一つは、『しろげしんた』というハンドルネームのことがある。 もし黒くなったりしたら、『しろげしんた』という名前は嘘になってしまうのだ。 「体は名を現わす」でつけた名前だから、なおさらである。 ぼくはこの名前が気に入っている。 一生この名前を使っていきたいと思っているのだ。
もう一つの理由だが、一年ほど前から、床屋に行くたびに「きれいな白髪ですね」と言われている。 ぼくはそのことに、喜びを感じているのだ。 髪が伸びていく段階で、一人で白髪に見入っていることもある。 「このまま、髪が伸びたら格好いいのう」などと一人で悦に入っているのだ。 もし、サラリーマンやめたら、白髪を伸ばしてやろうとも思っている。

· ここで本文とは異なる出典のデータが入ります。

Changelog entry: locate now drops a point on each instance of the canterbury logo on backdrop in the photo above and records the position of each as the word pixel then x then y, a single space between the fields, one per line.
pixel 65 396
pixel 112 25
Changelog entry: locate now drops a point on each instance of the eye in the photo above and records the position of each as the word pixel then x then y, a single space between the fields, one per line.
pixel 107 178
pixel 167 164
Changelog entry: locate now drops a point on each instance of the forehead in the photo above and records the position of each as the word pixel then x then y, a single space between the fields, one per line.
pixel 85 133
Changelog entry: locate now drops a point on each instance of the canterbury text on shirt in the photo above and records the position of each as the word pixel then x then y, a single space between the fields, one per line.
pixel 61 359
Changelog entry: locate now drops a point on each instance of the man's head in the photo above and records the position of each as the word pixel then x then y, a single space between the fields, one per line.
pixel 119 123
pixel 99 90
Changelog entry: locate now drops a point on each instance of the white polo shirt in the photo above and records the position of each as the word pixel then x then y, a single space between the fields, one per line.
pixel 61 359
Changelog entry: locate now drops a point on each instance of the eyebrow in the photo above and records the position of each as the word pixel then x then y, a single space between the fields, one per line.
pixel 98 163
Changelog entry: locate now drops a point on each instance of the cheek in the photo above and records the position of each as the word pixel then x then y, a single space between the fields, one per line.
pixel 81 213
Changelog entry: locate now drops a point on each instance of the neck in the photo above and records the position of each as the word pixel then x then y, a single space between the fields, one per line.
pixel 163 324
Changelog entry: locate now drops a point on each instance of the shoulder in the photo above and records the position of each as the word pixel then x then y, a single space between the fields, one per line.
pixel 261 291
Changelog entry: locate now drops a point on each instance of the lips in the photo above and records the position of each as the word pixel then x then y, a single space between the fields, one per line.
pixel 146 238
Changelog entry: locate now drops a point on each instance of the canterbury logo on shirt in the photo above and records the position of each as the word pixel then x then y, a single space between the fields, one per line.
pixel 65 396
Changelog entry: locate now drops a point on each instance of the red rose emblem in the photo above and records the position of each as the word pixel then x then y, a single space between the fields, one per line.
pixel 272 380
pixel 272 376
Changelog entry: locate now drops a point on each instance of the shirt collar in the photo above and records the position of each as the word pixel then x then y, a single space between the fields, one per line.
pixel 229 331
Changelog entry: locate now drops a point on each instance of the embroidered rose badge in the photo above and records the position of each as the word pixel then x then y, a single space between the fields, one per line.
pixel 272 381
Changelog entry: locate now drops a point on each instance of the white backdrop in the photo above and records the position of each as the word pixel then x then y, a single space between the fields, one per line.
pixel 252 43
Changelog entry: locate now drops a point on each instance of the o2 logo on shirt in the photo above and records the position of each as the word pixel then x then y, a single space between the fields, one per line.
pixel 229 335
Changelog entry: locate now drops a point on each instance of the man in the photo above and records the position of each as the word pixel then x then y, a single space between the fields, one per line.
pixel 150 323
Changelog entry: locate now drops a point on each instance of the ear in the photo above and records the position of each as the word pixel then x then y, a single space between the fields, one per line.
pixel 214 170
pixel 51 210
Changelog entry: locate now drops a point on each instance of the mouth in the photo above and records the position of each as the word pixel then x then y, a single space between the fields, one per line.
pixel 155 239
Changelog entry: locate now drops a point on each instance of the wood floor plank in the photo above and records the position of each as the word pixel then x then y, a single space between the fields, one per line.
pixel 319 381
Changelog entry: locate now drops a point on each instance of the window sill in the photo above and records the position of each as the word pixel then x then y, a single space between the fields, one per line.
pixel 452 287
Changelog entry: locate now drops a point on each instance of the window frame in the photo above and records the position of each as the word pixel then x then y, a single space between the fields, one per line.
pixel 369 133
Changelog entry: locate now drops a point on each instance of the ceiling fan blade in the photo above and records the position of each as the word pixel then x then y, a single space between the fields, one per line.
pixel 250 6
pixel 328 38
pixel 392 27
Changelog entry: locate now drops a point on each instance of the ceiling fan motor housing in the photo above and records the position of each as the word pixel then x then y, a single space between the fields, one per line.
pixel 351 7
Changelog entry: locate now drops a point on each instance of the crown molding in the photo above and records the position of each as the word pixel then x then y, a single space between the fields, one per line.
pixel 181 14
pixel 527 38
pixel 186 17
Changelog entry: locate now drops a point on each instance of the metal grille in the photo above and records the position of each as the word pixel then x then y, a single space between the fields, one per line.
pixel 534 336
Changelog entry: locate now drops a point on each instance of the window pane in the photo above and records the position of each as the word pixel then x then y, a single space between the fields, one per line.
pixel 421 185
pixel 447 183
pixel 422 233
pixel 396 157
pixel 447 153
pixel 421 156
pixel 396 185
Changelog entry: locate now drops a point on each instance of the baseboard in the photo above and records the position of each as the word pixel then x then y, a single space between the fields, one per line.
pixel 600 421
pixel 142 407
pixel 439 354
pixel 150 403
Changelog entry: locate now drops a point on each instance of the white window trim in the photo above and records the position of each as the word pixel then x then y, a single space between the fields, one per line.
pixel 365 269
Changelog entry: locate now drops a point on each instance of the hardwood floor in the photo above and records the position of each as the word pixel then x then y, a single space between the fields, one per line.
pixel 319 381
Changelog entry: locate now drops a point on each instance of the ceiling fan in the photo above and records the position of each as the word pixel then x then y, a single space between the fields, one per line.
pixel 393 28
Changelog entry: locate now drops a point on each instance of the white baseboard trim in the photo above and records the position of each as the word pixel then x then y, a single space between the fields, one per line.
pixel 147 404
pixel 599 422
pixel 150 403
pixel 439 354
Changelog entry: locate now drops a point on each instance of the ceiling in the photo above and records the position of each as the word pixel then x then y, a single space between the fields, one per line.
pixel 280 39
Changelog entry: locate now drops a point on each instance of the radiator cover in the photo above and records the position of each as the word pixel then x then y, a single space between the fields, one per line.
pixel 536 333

もし髪が黒くなったら、「体は名を現わす」だから、名前は当然『くろげしんた』とか『くりげしんた』とかになってしまう。 こんな名前を使うくらいだったら、嫌いな本名を使ったほうがましである。
それに、今更黒くなっても、若い頃のように真っ黒になるとは思えない。 中途半端に黒い頭というのは、実に情けない。 えらく老け込んで見えるのだ。 20代後半に、すでに中途半端に髪が白くなっていたぼくは、若い女の子などから、「白髪じじい」などと悪口を叩かれていたものである。 あの時は、かなり落ち込んだものだ。 そんな思いをしたくないと思って、カラーリンスを使うようになったのだ。 ここで、中途半端白髪になってしまったとしたら、またあんな嫌な思いをしなければならないのだ。
さて、どうしよう。 髪の健康のためには、にがりと椿油は続けなければならないが、白髪のためにはそれを続けることは許されない。 どちらをとるか? 思案のしどころである。